Sudan. A Khartoum chiudono i ponti: pronte nuove proteste

Fonti “DIRE”: situazione imprevedibile, gente non accetta golpe

Foto di jorono da Pixabay

(DIRE) Roma, 26 ott. – “I militari stanno chiudendo i ponti perché temono che nel pomeriggio ci possano essere nuove manifestazioni di protesta; la situazione resta imprevedibile”: così all’agenzia Dire fonti a Khartoum, all’indomani della destituzione del governo del Sudan da parte dell’esercito.
Secondo le fonti, che chiedono sia garantito il loro anonimato per motivi di sicurezza, “la stragrande maggioranza della popolazione che si è battuta per la democrazia non accetta il golpe” e “nelle prossime ore si capirà meglio la reazione della gente”.
Ieri, in scontri tra dimostranti e militari scoppiati dopo l’intervento dell’esercito con l’arresto del primo ministro Abdalla Hamdok, la proclamazione dello stato di emergenza e l’assunzione del potere da parte del generale Abdel Fattah al-Burhan, sono state uccise almeno sette persone.

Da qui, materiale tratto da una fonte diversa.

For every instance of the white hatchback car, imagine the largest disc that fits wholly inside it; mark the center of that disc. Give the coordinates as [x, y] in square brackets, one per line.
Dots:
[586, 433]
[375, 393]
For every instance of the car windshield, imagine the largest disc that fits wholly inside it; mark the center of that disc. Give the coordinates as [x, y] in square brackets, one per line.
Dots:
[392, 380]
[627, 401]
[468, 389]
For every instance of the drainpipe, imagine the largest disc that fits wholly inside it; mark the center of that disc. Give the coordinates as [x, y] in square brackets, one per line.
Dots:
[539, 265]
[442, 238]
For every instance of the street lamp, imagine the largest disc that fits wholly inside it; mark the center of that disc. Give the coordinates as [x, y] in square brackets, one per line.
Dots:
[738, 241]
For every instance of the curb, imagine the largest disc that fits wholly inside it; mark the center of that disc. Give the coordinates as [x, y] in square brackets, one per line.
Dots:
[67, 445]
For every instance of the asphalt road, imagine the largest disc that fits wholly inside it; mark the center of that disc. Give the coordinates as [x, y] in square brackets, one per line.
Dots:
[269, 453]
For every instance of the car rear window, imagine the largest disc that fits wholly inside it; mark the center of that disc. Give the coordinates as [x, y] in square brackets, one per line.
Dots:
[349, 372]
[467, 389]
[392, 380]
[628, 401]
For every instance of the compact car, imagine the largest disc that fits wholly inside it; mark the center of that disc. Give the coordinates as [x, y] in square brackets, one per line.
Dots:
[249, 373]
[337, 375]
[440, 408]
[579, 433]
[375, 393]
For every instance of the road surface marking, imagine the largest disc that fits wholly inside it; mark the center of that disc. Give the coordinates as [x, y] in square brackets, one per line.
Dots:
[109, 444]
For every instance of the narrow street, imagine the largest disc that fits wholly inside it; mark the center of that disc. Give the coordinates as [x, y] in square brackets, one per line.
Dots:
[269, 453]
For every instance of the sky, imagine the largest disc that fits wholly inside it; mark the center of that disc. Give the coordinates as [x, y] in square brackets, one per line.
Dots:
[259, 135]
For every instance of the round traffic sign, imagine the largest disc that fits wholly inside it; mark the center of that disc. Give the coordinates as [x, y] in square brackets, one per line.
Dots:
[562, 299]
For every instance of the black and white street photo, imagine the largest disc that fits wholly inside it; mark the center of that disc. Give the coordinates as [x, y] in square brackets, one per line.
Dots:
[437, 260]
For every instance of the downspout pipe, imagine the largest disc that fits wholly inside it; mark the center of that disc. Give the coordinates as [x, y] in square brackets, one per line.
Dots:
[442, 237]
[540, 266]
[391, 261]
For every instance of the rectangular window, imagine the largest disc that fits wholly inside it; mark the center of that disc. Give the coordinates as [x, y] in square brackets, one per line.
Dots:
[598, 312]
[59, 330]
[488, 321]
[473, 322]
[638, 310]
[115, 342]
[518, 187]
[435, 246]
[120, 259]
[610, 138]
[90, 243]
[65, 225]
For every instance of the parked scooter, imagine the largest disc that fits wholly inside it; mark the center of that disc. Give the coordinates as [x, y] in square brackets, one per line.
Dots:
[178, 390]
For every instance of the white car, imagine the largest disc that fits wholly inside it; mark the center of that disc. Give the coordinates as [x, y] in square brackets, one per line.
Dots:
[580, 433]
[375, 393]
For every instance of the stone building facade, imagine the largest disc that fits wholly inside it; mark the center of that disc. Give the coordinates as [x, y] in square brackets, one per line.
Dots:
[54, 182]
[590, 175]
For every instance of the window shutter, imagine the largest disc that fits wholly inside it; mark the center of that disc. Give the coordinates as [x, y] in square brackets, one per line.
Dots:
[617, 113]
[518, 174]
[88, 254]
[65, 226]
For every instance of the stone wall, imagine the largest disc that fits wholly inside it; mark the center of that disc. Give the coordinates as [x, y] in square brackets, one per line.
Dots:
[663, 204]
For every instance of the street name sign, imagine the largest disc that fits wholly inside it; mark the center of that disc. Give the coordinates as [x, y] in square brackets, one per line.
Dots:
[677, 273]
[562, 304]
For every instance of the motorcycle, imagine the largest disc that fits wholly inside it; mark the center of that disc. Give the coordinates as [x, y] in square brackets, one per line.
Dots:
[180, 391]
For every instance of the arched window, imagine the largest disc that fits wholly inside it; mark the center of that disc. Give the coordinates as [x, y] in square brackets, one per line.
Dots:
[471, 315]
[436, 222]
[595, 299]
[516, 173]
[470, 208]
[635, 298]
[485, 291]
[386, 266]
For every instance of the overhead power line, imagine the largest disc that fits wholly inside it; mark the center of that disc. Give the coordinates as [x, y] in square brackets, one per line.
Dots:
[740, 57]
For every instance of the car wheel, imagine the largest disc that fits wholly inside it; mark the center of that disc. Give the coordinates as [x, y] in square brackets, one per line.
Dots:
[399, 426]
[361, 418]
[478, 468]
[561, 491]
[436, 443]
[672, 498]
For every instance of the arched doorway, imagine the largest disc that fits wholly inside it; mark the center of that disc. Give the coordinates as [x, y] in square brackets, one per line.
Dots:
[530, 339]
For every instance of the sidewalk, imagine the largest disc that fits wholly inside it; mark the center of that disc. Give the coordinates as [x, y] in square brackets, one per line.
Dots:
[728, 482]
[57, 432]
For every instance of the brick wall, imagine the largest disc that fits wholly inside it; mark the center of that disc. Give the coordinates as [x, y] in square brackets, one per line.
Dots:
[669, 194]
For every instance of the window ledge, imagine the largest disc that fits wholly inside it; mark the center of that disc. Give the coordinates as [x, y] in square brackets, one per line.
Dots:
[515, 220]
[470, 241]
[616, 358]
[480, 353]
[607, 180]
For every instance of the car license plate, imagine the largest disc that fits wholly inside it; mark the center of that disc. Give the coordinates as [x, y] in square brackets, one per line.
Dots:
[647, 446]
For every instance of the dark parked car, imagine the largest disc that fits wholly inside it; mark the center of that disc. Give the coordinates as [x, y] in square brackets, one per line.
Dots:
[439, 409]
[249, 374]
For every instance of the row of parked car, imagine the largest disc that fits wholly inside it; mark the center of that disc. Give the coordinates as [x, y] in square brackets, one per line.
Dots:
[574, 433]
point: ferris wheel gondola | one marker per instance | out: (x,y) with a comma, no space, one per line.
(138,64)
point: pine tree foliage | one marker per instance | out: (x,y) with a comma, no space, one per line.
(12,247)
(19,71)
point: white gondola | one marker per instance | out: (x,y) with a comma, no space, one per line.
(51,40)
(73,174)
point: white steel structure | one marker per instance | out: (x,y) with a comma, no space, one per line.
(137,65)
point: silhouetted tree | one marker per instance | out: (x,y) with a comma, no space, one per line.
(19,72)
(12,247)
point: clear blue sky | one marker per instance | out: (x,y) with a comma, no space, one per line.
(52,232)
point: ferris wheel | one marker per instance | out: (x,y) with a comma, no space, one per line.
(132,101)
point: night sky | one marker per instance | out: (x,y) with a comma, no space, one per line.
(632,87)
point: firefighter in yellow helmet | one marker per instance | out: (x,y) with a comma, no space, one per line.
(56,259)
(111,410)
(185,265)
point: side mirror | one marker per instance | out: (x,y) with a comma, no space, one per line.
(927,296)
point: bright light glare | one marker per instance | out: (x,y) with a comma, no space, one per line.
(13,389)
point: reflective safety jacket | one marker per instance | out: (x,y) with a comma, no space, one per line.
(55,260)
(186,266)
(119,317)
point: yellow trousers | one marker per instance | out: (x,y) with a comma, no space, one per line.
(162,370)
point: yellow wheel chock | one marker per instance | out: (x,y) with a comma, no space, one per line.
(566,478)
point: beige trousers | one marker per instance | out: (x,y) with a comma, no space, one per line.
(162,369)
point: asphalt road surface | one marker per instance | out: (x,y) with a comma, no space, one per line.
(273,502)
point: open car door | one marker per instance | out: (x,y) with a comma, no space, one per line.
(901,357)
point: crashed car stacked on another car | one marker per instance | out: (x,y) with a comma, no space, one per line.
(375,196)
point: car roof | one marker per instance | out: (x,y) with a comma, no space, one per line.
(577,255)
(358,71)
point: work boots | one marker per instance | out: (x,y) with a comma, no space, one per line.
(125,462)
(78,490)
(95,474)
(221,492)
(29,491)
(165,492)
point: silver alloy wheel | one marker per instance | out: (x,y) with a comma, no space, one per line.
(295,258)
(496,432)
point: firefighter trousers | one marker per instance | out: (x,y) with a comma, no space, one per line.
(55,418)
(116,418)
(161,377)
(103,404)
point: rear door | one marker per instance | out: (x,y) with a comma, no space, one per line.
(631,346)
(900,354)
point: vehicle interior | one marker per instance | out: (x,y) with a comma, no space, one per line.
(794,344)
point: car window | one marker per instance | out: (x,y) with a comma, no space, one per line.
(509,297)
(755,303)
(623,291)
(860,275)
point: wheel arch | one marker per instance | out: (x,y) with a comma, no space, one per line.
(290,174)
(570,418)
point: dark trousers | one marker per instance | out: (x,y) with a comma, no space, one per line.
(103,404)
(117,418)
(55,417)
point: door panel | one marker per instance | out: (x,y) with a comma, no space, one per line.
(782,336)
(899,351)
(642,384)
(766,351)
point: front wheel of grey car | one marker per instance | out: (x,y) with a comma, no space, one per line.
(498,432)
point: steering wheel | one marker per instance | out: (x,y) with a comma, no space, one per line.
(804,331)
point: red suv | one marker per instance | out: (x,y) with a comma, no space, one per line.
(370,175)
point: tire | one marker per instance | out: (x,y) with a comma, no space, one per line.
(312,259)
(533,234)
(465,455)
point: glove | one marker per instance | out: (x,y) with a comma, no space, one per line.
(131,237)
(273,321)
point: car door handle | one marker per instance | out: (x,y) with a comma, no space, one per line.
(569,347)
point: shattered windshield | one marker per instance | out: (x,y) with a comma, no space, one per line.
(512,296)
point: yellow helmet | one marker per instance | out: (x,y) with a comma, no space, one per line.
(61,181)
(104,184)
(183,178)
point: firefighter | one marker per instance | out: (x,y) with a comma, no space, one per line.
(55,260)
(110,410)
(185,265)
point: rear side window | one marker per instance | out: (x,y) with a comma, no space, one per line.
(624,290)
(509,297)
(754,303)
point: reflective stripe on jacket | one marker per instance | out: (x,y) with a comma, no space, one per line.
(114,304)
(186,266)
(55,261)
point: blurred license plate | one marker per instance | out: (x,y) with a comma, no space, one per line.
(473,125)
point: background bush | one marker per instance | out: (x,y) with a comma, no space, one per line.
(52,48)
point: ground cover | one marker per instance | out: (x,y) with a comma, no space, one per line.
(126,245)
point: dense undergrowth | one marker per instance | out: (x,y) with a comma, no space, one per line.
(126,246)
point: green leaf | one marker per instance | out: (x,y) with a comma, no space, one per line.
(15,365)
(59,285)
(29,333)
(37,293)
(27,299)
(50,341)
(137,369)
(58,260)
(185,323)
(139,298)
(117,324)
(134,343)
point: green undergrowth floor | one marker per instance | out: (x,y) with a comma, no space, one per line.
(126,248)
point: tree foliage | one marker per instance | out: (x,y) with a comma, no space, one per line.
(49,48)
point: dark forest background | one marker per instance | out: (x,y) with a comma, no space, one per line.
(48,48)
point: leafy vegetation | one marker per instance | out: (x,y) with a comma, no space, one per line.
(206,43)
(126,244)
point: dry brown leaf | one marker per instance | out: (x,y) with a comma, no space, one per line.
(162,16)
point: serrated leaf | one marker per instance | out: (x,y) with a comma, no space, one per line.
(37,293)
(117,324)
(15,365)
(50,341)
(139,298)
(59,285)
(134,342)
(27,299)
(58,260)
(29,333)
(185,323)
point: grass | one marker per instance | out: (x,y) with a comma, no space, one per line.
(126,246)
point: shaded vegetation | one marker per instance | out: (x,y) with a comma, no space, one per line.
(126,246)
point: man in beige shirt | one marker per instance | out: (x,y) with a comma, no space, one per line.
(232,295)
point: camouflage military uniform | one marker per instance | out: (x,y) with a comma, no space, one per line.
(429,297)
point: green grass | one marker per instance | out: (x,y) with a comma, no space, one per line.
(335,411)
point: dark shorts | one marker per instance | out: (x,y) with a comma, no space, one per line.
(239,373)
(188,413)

Almeno 140 i feriti, stando a responsabili del ministero della Salute.
Oggi, con un comunicato letto in televisione, Al-Burhan ha annunciato che il Paese avrà “un governo tecnocratico indipendente”.
“La capitale oggi si è svegliata nel silenzio e almeno nel centro le strade sono rimaste pressoché deserte” sottolineano altri contatti della Dire a Khartoum, che pure chiedono l’anonimato per ragioni di sicurezza. “I ponti sono rimasti aperti mentre la protesta si è spostata sulle reti sociali, anche se l’accesso a internet da dispositivi mobili resta bloccato”.
In primo piano nelle testimonianze raccolte a Khartoum anche le particolarità di un’alleanza di potere “inedita”, che aveva cominciato a manifestarsi mesi fa. “A sostenere il potere assoluto di Al-Burhan sembrano due realtà in passato in contrasto tra loro” spiegano dalla capitale: “Da una parte, ex gruppi ribelli come il Movimento giustizia e uguaglianza e come il Movimento per la liberazione del Sudan, che per anni aveva denunciato discriminazioni a danno delle minoranze del Darfur e che nei giorni scorsi ha convocato sit-in contro il governo di Hamdok; dall’altra, gruppi islamisti, seguaci dell’ideologo Hassan Al-Turabi, il fautore del golpe di Omar Al-Bashir del 1989, accusati di aver escluso dal potere le comunità nere più lontane dalle regioni centrali a maggioranza araba”.
Stando a questa tesi, l’alleanza sarebbe segnata dai richiami al Darfur, regione occidentale del Sudan ostaggio di un conflitto civile a partire dal 2003. “Ambita e sfruttata per l’oro e per il petrolio, si ritrova oggi al comando” riferiscono alla Dire: “Sul Darfur Al-Buhran ha costruito la propria carriera militare, mentre è darfuriano il suo vice, Mohamed Hamdan Dagalo detto Hemedti, così come Gibril Ibrahim, dirigente del Movimento giustizia e uguaglianza divenuto ministro delle Finanze”.